Hurricanes Katrina and Rita reminded us that cities can be changed suddenly and adversely by natural forces. Yet forces unleashed by humans also can radically alter the physical form and character of a city, although more gradually and, one hopes, constructively.
Such forces operate on metropolitan Washington, where significant urban mutations are underway or are likely. All promise to improve the economic, social, cultural and aesthetic health of the region. Consider just a few.
* The District's Southeast waterfront. The Anacostia River waterfront, from the Navy Yard to South Capitol Street, will never be the same. As the Navy fixes up its yard, improving facilities for visitors and employees, the General Services Administration is developing the adjacent Southeast Federal Center. A complex of new office buildings, stores and public open spaces will replace the cracked asphalt and obsolete industrial buildings that dominated this riverfront real estate for so many decades.
* The District's Southwest waterfront. The Southwest waterfront along the Washington Channel, parallel to the Potomac River, is slated for a complete redo. The city's Anacostia Waterfront Initiative envisions replacing the existing, suburban-style restaurants and hotels with a series of new, multistory, multiuse buildings. Maine Avenue will remain, but Water Street, the adjacent service road and surface parking lots will be eliminated. A key design goal is to enhance views of the river from city streets.
* Walter Reed Army Medical Center. The Defense Base Realignment and Closure Commission recommended shutting the Walter Reed complex. If it is closed, it could provide Washington an extraordinary opportunity to transform a large piece of real estate. Decommissioning Walter Reed poses technical challenges and economic hardships in the short run. But in the long run this 113-acre site between 16th Street and Georgia Avenue NW could be a model of urban redevelopment if issues of transportation, land use, density, open space and public amenities are wisely addressed.
* Crystal City and Rosslyn. Arlington's accessible and visible mini-downtowns across the Potomac River from the District are undergoing makeovers. Conceived in the 1960s and built out mostly during the 1970s, both were designed primarily to accommodate government-related office workers. Although both had a few hotels and apartment buildings, neither had enough residents, street-level shopping, or other commercial and entertainment activities to relieve their intrinsic visual and functional sterility. Now property owners, developers, occupants and the county are trying valiantly to make Crystal City and Rosslyn much more urbane by enhancing the quality of their streetscapes and diversifying uses, tenancy and architecture.
* Alexandria. In just 15 years, an entirely new downtown, "Carlyle," has risen on land owned and previously used by a railroad company. Situated between Duke Street and Eisenhower Avenue, west of Old Town and a few hundred feet south of the King Street Metro station, Carlyle is a new grid of blocks and streets that encompasses the U.S. Patent and Trademark Office complex, the federal courthouse, multiple office and apartment buildings, townhouses, hotels, parks and plazas, and an increasing amount of street-level retail activity coming as Carlyle's resident and employment population increases.
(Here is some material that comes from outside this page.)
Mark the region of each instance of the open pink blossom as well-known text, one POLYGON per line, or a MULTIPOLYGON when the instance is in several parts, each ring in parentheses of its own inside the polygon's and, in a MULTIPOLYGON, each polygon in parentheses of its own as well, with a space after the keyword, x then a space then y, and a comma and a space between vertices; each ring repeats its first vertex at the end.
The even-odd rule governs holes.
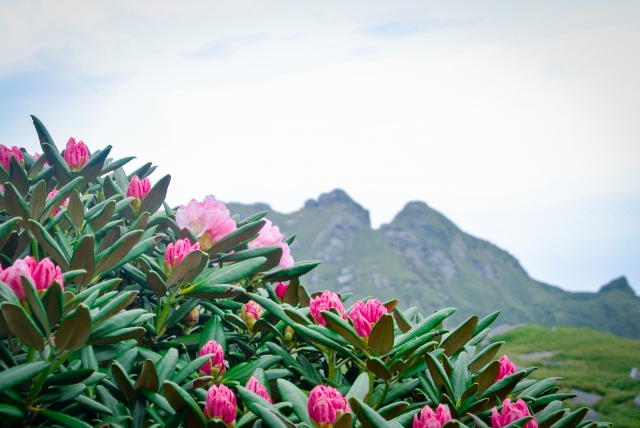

Immediately west of Carlyle, more high-density commercial and residential development is underway along the Eisenhower Avenue corridor.
* Silver Spring. Downtown Silver Spring is among the most impressive urban transformations in the region. Still a work in progress, it occurred relatively quickly and entailed a challenging combination of new construction, demolition and preservation. This formerly lackluster commercial crossroads has been rejuvenated. As in other parts of the region, redevelopment has been intense and dense, with a vital mixture of commercial, residential, cultural, civic, recreational and institutional uses. Today, downtown Silver Spring offers theaters, cinemas, extensive shopping and an expanding array of places to eat, along with thousands of jobs. Also like other planned urban mutations, this one was enabled by existing infrastructure, particularly the Metro station and regional road network.
* Rockville. The new Rockville Town Center is under construction in the heart of the city. However, instead of piecemeal development stretched out over many years, the new town center is being built all at once by the city and developers. Grading, excavation and foundations are underway on a large, recently cleared site bounded by Rockville Pike, East Middle Lane, North Washington Street and Beall Avenue. When finished, the town center's three blocks will be occupied by a new Montgomery County library, Rockville Cultural Arts Building, offices and apartments above street-level retail stores, restaurants and parking garages. At the heart of the complex is the Town Plaza, a square accommodating public events as well as routine pedestrian activities, outdoor dining and impromptu gatherings. With both paved and planted areas, the plaza is lined by eateries, shops and civic buildings and is overlooked by apartments.
All these places and transformations involve rational planning based on changing needs and circumstances. In each one, something previously created is evolving into something new and different. And each can significantly affect people and places beyond their boundaries.
Nature can alter the evolution of a city, but so can man, which is when evolution and intelligent design ideally go hand in hand.
Roger K. Lewis is a practicing architect and a professor of architecture at the University of Maryland.